Our sensitivity analysis finds that these results are not too sensitive to ladmin. They are somewhat sensitive, however, to the assumptions about WAN bandwidth requirements. If the between-site requirement is in fact half the earlier estimate (i.e., 8Mb/s), Myriad's cost advantages are 24% and 30%. If the requirement is twice that (i.e., 32Mb/s), they drop to 19% and 22%. Also note that the cost of a Myriad system with two checksum sites is only 6% above the cost of a standard singly-mirrored system. As Section 4 shows, this small additional cost buys significantly more reliability.

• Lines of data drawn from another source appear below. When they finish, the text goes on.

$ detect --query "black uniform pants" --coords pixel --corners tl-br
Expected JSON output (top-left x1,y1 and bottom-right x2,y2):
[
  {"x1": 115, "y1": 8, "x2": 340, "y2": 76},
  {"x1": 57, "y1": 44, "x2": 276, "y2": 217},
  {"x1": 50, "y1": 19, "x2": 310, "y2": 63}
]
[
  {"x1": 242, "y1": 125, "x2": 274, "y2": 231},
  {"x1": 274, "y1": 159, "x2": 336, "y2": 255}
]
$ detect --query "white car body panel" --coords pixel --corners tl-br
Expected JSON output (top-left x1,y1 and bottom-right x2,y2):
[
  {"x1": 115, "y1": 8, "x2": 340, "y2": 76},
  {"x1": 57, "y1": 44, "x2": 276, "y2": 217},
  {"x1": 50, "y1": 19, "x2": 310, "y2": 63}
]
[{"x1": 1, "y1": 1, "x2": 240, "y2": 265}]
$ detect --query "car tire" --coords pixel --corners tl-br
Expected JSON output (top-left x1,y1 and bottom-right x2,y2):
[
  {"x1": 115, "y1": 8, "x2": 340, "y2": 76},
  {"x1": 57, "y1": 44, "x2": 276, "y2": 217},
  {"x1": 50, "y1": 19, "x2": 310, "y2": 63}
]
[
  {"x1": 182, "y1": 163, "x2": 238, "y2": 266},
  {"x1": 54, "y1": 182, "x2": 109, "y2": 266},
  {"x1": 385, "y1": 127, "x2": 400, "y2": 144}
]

Of course, the model (1) is not sufficiently realistic to predict the costs of all storage systems - such systems vary too widely for any single formula to be accurate. Nevertheless, we believe this model conveys the essence of how TCO depends on physical data size, and hence yields a valid comparison between the mirroring and Myriad approaches.

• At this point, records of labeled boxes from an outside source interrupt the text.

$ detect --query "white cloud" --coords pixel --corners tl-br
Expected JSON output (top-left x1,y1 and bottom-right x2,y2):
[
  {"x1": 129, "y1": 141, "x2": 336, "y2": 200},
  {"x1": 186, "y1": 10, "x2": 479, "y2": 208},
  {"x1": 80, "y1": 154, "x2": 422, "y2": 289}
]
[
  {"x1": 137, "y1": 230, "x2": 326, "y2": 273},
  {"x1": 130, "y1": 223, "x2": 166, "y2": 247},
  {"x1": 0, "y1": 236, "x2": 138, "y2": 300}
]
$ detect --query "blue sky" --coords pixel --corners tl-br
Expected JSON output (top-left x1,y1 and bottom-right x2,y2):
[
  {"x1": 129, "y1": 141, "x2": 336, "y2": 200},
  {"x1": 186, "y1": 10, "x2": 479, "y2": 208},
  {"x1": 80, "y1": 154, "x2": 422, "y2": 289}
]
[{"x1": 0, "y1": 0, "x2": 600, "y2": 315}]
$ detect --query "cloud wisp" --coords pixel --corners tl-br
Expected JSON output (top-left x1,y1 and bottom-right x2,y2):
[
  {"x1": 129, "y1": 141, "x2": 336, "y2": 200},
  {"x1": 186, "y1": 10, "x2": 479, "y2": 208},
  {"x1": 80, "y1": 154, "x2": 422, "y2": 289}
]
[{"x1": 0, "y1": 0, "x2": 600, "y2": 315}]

Finally, the above analysis assumes that the raw data cannot be significantly compressed (perhaps because it is already compressed). Otherwise, mirrored systems could become more attractive by compressing their remote copy.

4  Reliability

The previous section argued that, contrary to common supposition, the cost of disaster tolerance is highly dependent on the storage overhead of the cross-site data redundancy scheme. In this section, we study the reliability of different cross-site data redundancy schemes and demonstrate that lower-overhead schemes can provide substantial reliability benefits.

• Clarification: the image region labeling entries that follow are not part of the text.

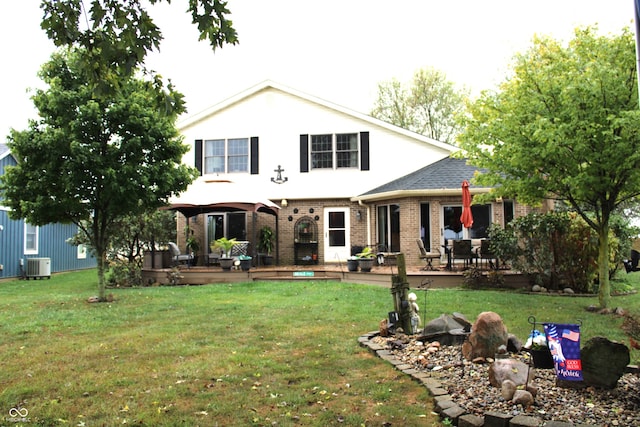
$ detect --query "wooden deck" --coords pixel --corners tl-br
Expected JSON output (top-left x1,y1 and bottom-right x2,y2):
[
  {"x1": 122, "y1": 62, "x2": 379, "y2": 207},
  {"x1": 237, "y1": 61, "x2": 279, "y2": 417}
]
[{"x1": 142, "y1": 264, "x2": 528, "y2": 288}]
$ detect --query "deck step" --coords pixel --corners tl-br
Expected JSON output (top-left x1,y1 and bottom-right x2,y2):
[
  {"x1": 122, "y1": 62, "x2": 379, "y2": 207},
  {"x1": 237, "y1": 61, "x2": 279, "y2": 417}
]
[{"x1": 253, "y1": 275, "x2": 340, "y2": 282}]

We use the mean time to data loss (MTTDL) as our reliability metric. In analyzing the MTTDL of a multi-site storage system, we assume that each site is already using some local data redundancy scheme. In particular, we assume that the blocks at each site are stored on hardware RAID boxes that are implementing a RAID level that provides some redundancy (i.e., any level other than RAID-0). This is a reasonable assumption because hardware RAID boxes enable fast redundant updates, and both good performance during and fast recovery from the common failure cases. We also make the simplifying assumption that only two types of components need to be considered in our reliability analysis - hardware RAID boxes and sites - and that failures of different components are exponentially distributed [10], independent, and complete (i.e. when a component fails, all blocks on that component are lost). Note that the analysis is a comparison of hardware failures only; other types of failure (such as software and operator errors) can be significant sources of data loss, but they are not addressed here.

Consider a storage system with D data (as opposed to checksum) blocks spread out over N sites. Assume that each hardware RAID box contains approximately B raw blocks not used for the local parity scheme, such that there are R = D/B RAIDs-worth of data in the system. Let tr and ts represent the mean time to failure of a hardware RAID box and a site, respectively, and rr and rs represent the mean time to repair of a hardware RAID box and site, respectively. Finally, let binomial(n,r) be the standard binomial coefficient.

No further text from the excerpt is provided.